Martin Ivens, former editor of the Sunday Times, is the editor of the Times Literary Supplement.
The debates ahead of the July 4 election are a reminder that the 2024 race has turned into two electoral competitions at once: The Tories need to head off a huge Labour surge to their left, while at the same time facing a formidable disruption via Nigel Farage’s Reform Party to their right.
On Tuesday night, Sunak highlighted the risk of a switch to center-left government. Starmer would need to raise taxes (according to one disputed calculation) by an average of 2,000 pounds ($2,550) per family and drag pensioners into paying tax for the first time in British history. By no coincidence, the over-65s are the only demographic in which the Tories have a slender lead over their opponents.
Starmer was slow to counter his opponent’s tendentious arithmetic, highlighting instead the promise of Labour’s steady leadership in place of Tory “chaos.” Having greater familiarity with the punishing TV format, Sunak narrowly won the wrangle, according to an instant opinion poll, although such an irritable contest is unlikely to change many minds.
Voters appear simply to want the Tories out, and Labour is the instrument at hand for achieving that, but debate viewers were left none the wiser about what Starmer would do in No. 10 Downing Street. Sunak’s best line was, “You don’t have anything to say about the future, and all you can do is talk about the past” (wisely, on Starmer’s part, given the erratic nature of the Conservative government in recent memory).
The U.K.’s straitened finances rule out plans to build the proverbial British “New Jerusalem” at any speed. Without the cushion of the dollar as a reserve currency, Labour cannot borrow to fund an ambitious green investment program on the scale of what was included in President Biden’s Inflation Reduction Act.
One man whom Sunak will likely not be debating is Donald Trump’s best British buddy, Farage, who has returned to U.K. politics this week, assuming formal leadership of the populist Reform Party, which flows from his historic role in prompting Brexit. He is also standing as a candidate for the House of Commons. Farage is one of the most consequential politicians of recent decades and a media star, loved by fans, by turns amusing and caustic — and deemed a dangerous blowhard by others. A strong performance by his party, currently polling around 12 percent, could turn a Tory rout into a massacre.

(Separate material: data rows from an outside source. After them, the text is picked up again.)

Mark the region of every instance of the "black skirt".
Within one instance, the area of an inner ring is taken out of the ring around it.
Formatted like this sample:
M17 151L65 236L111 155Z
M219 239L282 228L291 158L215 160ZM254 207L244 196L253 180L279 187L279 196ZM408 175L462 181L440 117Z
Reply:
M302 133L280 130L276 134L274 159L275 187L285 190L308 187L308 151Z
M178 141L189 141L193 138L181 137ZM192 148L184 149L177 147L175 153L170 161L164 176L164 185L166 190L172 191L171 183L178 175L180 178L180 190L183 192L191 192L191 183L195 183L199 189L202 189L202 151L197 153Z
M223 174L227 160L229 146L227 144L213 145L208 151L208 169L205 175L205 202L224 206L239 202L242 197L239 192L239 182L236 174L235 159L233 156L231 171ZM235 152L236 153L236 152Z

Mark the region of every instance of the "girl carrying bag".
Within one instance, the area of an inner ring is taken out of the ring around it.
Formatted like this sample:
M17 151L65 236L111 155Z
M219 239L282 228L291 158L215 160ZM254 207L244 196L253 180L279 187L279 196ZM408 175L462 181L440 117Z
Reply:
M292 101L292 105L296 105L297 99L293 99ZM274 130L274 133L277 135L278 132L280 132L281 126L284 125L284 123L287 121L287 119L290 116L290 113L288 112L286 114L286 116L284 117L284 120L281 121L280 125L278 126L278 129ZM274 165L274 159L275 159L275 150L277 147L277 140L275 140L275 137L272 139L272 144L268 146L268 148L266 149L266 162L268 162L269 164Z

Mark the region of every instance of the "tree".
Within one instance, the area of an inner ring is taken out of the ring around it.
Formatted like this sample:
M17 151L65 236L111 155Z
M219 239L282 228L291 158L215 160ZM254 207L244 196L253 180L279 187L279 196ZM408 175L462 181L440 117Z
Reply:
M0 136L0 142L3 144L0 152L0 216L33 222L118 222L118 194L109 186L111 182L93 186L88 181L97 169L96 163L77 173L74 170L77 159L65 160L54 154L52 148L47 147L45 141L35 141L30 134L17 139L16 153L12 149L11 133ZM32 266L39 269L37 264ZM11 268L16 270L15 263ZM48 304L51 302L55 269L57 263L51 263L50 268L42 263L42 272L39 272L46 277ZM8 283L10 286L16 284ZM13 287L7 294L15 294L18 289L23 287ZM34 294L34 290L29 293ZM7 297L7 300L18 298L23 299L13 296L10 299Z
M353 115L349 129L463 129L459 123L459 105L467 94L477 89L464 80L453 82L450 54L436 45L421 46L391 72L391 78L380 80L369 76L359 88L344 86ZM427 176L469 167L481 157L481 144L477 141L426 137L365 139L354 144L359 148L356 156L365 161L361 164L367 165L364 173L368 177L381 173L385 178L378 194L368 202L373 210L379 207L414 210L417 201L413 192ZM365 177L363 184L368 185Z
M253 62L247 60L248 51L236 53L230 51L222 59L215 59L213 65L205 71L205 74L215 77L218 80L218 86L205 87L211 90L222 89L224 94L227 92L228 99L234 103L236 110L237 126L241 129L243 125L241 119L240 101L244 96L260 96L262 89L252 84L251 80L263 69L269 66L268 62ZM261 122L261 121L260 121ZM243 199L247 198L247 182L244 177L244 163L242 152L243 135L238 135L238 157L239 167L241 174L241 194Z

In the 2015 general election, Farage’s last electoral vehicle, the U.K. Independence Party, drew nearly 4 million votes, 12.6 percent of the total, and placed second in 120 seats. That strong showing persuaded Tory Prime Minister David Cameron to make good on a promise to call a referendum on the U.K.’s continued membership in the European Union. Farage’s raucous appeal to immigration-averse voters in that campaign helped get Brexit across the line. Five years ago, he helped Boris Johnson win an 80-seat Tory majority by standing down his candidates in 317 seats.
The latest YouGov poll shows that Labour is already on course to win 422 seats, against 140 for the Conservative party, a bigger majority than that achieved by Tony Blair in 1997. Twelve cabinet ministers, including the chancellor of the exchequer, Jeremy Hunt, are forecast to lose their seats. However the result works out in numbers and casualties, Conservatives know that Farage’s intervention could cause them a body blow — not just in this election, but in the sour aftermath of defeat.
That is crucial for Farage’s aim: a realignment of the British right. “I certainly don’t have any trust for them or any love for them,” he recently said of Conservatives. “I want to reshape the center-right, whatever that means.”
This is an explicit threat to weaken the Tories sufficiently to make them pliable after the election. The Reform Party’s ambition, therefore, is not only to win seats but also to help the Tories lose theirs; Farage’s inspiration is the wipeout of Canada’s Conservatives in 1993, also due to the intervention of an insurgent party called “Reform.” In that election, Kim Campbell’s Progressive Conservative Party was left with just two MPs and later forced to unite with another right-wing group on the long road back to electability.
Now Sunak pleads with wavering Conservative voters: A vote for Farage is a vote for Starmer. The prime minister’s target is Eurosceptic voters who adore Reform but fret that if Starmer wins a landslide victory, he could start reintegrating the U.K. into the European Union. How these calculations could play out is variable enough to divide pollsters.
It could turn out like the many “trad” British elections, in which a power bloc on the center-right loses heavily to the center-left and lives to fight another day, after a time in the wilderness. But the election might well result in a far more dramatic outcome: one that gives a Trump-influenced disrupter with a strong personal following the opportunity to smash up the defeated rump of British Conservatism and remake it in a different likeness. There’s a playbook for that — a slightly politer MAGA, with a British accent.